Najważniejsze wiadomości
Ostre przemówienia mogą nie wystarczyć, aby zdobyć głosy w polskich wyborach
Z Magdalena Chodownik z Philip Andrew Churm
Opublikowano 22.08.2023 – 09:29
Próby odwoływania się do emocji wyborców przed wyborami w Polsce mogą nie wystarczyć, aby zyskać poparcie
Kampania wyborcza w Polsce rozpoczęła się od ostrych przemówień, kwestii militarnych i polaryzacji jako głównych tematów kampanii.
Jeśli jednak strony grają wyłącznie na emocjach, a nie na argumentach politycznych, mogą nie osiągnąć sukcesu, na który liczą.
Zwolennik Zjednoczonej Prawicy, Nathan Organ, sugeruje, że politycy powinni być bardziej konkretni.
„Jedną z głównych kwestii powinno być bezpieczeństwo ze względu na taką sytuację geopolityczną” – mówi.
„Widzę w tym zakresie konkretne propozycje i środki prawa i sprawiedliwości. Brakuje mi trochę szczegółów, wizji i propozycji konkretnego planu działania ze strony partii opozycji”.
„Brakuje mi obiektywnej debaty. Oczywiście musi być prosty, konkretny przekaz, ale nie może on całkowicie zastąpić programu partii”.
Część analityków politycznych podejrzewa, że język i przesłanie tegorocznej kampanii wyborczej są efektem napiętej sytuacji w regionie i kraju.
Profesor Małgorzata Moleda-Zdziech pochodzi ze Szkoły Głównej Handlowej w Warszawie.
„Zwiększona militaryzacja języka jest oczywiście zrozumiała, biorąc pod uwagę trwającą wojnę” – wyjaśnia.
„Strony starają się pokazać, że proponują środki zapewniające bezpieczeństwo i że potrzeba bezpieczeństwa jest sprawą zasadniczą”.
„Ale z drugiej strony brutalizacja kampanii wyborczej w Polsce wynika z głębszej polaryzacji”.
Demonstranci przed siedzibą telewizji publicznej zarzucają jej i partii rządzącej ignorowanie potrzeb wyborców opozycji. Dla nich samo podniesienie kwestii bezpieczeństwa nie wystarczy; ani ostry język kampanii.
Zwolenniczka Koalicji Obywatelskiej Katarzyna Biel powiedziała: „Trzeba oddzielić język i hasła partii rządzącej od szeroko rozumianej opozycji. Partia rządząca była prawdopodobnie źle zarządzana przez specjalistów od mediów, bo hasło „Bezpieczna przyszłość Polski” jest bardzo słabe.
„Język opozycji jest odrażający, a nawet obraża inteligencję jej zwolenników. Oczywiście istnieje obawa, prawdopodobnie uzasadniona, co do możliwego złego wyniku wyborów”.
Zwolennik Konfederacji Maciej Korneluk uważa, że na walce dwóch głównych partii najwięcej korzyści wydaje się mieć Konfederacja Partii Nacjonalistycznych.

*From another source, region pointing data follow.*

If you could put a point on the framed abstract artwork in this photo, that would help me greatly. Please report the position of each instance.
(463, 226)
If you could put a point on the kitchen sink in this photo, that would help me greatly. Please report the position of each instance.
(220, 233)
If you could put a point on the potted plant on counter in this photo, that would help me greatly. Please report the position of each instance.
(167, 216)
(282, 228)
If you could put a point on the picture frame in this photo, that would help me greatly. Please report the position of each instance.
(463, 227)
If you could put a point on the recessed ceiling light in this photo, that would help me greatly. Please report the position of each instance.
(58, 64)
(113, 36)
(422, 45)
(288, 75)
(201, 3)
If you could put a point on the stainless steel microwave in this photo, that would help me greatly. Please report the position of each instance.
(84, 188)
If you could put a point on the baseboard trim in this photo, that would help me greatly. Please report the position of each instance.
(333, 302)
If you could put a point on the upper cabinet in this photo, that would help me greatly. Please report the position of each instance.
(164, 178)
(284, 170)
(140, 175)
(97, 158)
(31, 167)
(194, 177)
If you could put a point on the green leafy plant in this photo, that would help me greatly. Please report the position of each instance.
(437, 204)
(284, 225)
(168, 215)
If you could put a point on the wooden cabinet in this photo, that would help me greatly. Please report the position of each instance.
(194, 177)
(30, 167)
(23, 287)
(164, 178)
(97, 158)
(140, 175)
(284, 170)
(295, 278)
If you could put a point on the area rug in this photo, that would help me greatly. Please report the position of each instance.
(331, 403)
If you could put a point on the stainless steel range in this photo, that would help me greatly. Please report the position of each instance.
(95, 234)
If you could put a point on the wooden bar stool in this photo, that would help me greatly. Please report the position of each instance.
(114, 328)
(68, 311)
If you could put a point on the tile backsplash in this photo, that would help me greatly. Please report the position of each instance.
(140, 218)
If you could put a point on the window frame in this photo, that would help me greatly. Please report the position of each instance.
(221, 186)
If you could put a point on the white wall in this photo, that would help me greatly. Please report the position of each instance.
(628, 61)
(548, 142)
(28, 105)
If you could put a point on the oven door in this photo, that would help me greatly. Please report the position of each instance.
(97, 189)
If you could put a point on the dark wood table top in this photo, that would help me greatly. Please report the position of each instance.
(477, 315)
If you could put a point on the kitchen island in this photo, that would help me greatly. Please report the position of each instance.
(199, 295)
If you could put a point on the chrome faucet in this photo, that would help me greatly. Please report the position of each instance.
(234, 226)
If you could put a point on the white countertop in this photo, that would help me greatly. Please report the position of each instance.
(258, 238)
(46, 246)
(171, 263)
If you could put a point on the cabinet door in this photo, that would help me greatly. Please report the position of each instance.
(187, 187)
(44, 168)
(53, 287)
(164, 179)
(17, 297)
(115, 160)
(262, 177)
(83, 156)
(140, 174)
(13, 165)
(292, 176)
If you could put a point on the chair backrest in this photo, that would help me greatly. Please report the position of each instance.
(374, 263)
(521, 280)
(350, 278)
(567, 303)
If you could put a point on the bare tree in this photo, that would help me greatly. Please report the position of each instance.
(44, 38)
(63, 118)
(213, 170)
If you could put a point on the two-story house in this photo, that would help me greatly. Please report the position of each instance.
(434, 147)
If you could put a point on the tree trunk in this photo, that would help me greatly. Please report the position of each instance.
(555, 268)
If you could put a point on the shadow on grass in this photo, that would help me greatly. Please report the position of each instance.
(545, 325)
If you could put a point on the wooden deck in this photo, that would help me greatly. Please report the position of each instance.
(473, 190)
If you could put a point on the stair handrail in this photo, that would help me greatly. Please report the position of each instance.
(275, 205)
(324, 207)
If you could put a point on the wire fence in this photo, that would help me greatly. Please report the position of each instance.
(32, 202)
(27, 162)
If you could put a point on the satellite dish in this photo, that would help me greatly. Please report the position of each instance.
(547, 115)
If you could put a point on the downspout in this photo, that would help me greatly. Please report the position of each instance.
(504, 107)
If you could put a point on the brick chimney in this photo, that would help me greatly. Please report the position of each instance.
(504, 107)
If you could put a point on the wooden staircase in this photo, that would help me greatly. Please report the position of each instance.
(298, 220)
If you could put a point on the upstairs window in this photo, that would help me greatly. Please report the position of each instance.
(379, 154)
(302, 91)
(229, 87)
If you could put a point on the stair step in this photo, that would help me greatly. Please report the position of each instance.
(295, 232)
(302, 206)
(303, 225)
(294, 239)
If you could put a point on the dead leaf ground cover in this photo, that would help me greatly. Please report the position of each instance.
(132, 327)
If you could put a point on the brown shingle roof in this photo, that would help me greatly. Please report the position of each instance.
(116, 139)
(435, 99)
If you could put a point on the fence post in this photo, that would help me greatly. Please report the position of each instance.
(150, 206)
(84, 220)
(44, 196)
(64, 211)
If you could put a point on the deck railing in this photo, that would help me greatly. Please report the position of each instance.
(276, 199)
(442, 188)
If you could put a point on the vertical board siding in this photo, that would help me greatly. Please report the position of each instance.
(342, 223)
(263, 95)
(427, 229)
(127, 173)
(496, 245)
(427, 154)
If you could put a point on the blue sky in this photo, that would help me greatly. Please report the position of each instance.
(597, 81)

Dzięki użyciu bardziej miękkiego języka ich popularność wzrosła.
„Partie głównego nurtu Prawo i Sprawiedliwość oraz Platforma Obywatelska – oceniam ich kampanie raczej negatywnie – uważam, że proces wyborczy jest dla nich ważniejszy niż realne potrzeby Polaków”.
Partia Konfederacji jest nieco inna – stara się nie wdawać w medialne sprzeczki.
Podczas gdy w całym kraju trwają pikniki, parady i wiece, politycy rywalizują o głosy. Eksperci zakładają jednak, że o wyniku wyborów mogą zadecydować ostatnie emocje tuż przed wyborami. Póki co nikt nie wie co to jest.
„Zapalony odkrywca. Miłośnik piwa. Miłośnik bekonu. Fanatyk sieci. Przedsiębiorca. Pisarz”.